Pervenne al convento per compra fatta dal Padre Andrea di Ceglie, nomine conventus, con danari del deposito di esso Fra Andrea e del converso Fra Giorgio, benché le Platee dicono che fu danaro de’ capitali spettanti al convento del fu Notaro Francesco Antonio Fascilla di Carmignano commorante in Lecce, per docati 350, del qual prezzo docati 250 si consegnarono manualiter, e de’ contancti, e ducati 100 li lasciò il venditore al monastero per fondo d’un pio legato di Messe 36 l’anno e un anniversario a’ 3 di novembre per l’anima sua e de’ suoi. Il tutto appare per mano di Notaro Francesco Antonio Pizzidiaco di Lecce a’ 6 gennaro 1648. Se ne conserva copia sub littera H num. 2do. E più un’intercertera di questo istromento pel Notaro Antonio Ligorio sub litt. A num. 78.

Primo possessore di questa Masseria era un tal Giambattista Monaco di Ceglie, il quale con altri beni la sottomise ad un’annuo censo di docati 180, per lo capitale di cocati 2000, ad un tale Don Ramiro Villanos, spagnuolo commorante in Brindesi, come per istrumento rogato per mano di Notar Cesare Pizzica di Brindesi a’ 10 dicembre 1585. Se ne conserva copia segnata litt. A num. 57.

Nel 1626 a’ 10 gennaro Don Pietro Villanos figlio ed erede del detto Don Ramiro fè vendere a’ pubblici incanti la detta massaria di San Pietro e fu liberata ad esso Don Pietro per docati 500 come per gl’atti di Notaro Pietroantonio Sorano di Casalnuovo a’ 10 gennaro 1626. Detto Don Pietro Villanos vendè questa Massaria con un altro censo e credito per docati 1500 al detto Notar Francesco Antonio Fascilla, come gl’atti di Notar Francesco Antonio Pedaci di Lecce a’ 14 maggio 1626. E perché detto Notar Fascilla restò debitore per detta compra al suddetto Don Pietro Villanos in docati 860, perciò impose un censo sopra detta massaria al nove per cento, questi docati 860. Notar Fascilla se la rinfrancò, come negl’atti di Notar Donato Maria Brunetti di Lecce a’ 12 febbraio 1633.

Nell’anno 1628 Notar Fascilla vendé questa massaria a Don Gian Francesco Stepano di Lecce per docati 530, e perché non fu pronto il danaro, ne fondò censo col patto di affrancarlo quandocumque, come per Notar Giacinto Giordano di Lecce a’ 15 gennaro 1628. poi a’ 6 gennaro 1648 detto Gianfrancesco Stepano retrocesse e retrovendé questa massaria di San Pietro allo stesso Notar Francesco Antonio Fascilla per Notar Antonio Pizzidiaco di lecce e nell’istesso giorno 6 gennaro 1648 vendé al monastero detta massaria, come si è detto.

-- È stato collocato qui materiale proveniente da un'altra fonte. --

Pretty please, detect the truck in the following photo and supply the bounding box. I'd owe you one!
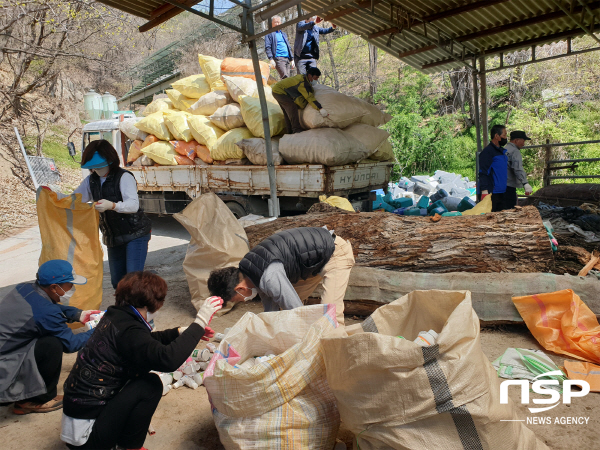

Il detto Notar Fascilla nell’anno 1632 si transigè ed accordò con Giannantonio Isnaldi, commorante in Ceglie, per un capitale di docati 110 all’otto per cento in favore di detto Notar Fascilla, come per istrumento di Donato Cristofaro di Ceglie commorante nella Terra di Santa Susanna, dico l’anno 1632.

Si deve avertire per le terre serrate di questa massaria, come in tempo si fece la compra, erano dette terre serrate tumula 130, come per istromento della compra e dallo stromento censuale di Giambattista Monaco, segnato litt. A num. 57.

Nell’anno 1717 ebbero gli Padri dall’Illustre Duca don Francesco Sisto di Ceglie, di serrare altri tomola 60 di demanj in questa massaria, e li deritti soliti pagarsino all’Ill.stre Duca per queste concessioni si presero da’ capitali. Secondo la concessione serrarono le tumula 60 demanj gli Padri del convento. Li cittadini assaltorono e diroccarono li pareti già fatti. Se ne fece causa in Sagro Consiglio e s’ottenne Decreto favorevole sotto il Commissario Regio Maggiocca, e si fu: liceat venerabili monasterio Ordinis predicatorum Terra Celiarum claudere parietibus, eius territorium pro quantitate contencta in concessione facta per Ill. Ducem celierum, servata forma eiusdem concessionis, verum tempore clausure... scrivano Cristina. Questo Decreto fu confermato dal Sagro Consiglio in gradu restitutionis in integrum a’ 12 giugno e a’ 7 luglio 1724.

Questa chiusura oggi si chiama la chiusura nuova e confina coll’altre chiusure di detta massaria San Pietro nella via publica che si va da Ceglie a Martina.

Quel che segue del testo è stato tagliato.